As the fallout from Harvey Weinstein's ouster at the film studio he co-founded continues to reverberate throughout Hollywood, a growing list of talent is stepping forward to detail their experiences with sexual harassment — including singer Björk, whose brief foray into film included an award-winning performance in Danish director Lars von Triers' 2000 release Dancer in the Dark.

Although Björk didn't name names in the Facebook update that outlined her ordeal, she did refer to a "Danish director," making it easy to assume — given the brevity of her acting résumé — that she was talking about von Trier. And while she didn't offer a detailed list of the director's transgressions, she did make it clear that her time on the set was something of a sexually hostile experience.

"It was extremely clear to me when I walked into the actresses profession that my humiliation and role as a lesser sexually harassed being was the norm and set in stone with the director and a staff of dozens who enabled it and encouraged it," she wrote. "I became aware of that it is a universal thing that a director can touch and harass his actresses at will and the institution of film allows it.

"He sulked and punished me and created for his team an impressive net of illusion where I was framed as the difficult one," she continued. "Because of my strength, my great team and because I had nothing to [lose] having no ambitions in the acting world, I walked away from it and recovered in a years time. I am worried though that other actresses working with the same man did not."

Björk went on to suggest that the director's working relationship with women became "more fair and meaningful" after their time together, although when it comes to von Trier, she hasn't shied away from publicly criticizing his on-set behavior in the past. A GQ profile on the director published in 2011 includes a quote from the singer arguing, "You can take quite sexist film directors like Woody Allen or Stanley Kubrick and still they are the one that provide the soul to their movies. In Lars von Trier’s case it is not so and he knows it. He needs a female to provide his work soul. And he envies them and hates them for it. So he has to destroy them during the filming. And hide the evidence."

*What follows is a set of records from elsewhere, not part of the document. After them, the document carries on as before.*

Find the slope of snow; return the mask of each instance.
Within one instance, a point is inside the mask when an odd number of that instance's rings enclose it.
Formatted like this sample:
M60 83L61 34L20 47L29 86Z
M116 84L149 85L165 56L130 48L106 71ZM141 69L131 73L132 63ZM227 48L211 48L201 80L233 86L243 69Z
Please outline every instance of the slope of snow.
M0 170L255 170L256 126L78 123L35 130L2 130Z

Von Trier, for his part, described an openly hostile work relationship that was undermined by unreliable and aggressive behavior on Björk's part, and professed not to understand why she may have had an issue with him.

"The problem with her was a little bit like the problem you have with women," he shrugged. "Sometimes they do something that you don’t really understand. Something that you can’t calculate and you have no idea why they say it and why they do it. That’s my experience. I have no idea why she reacted in some of the situations like she did."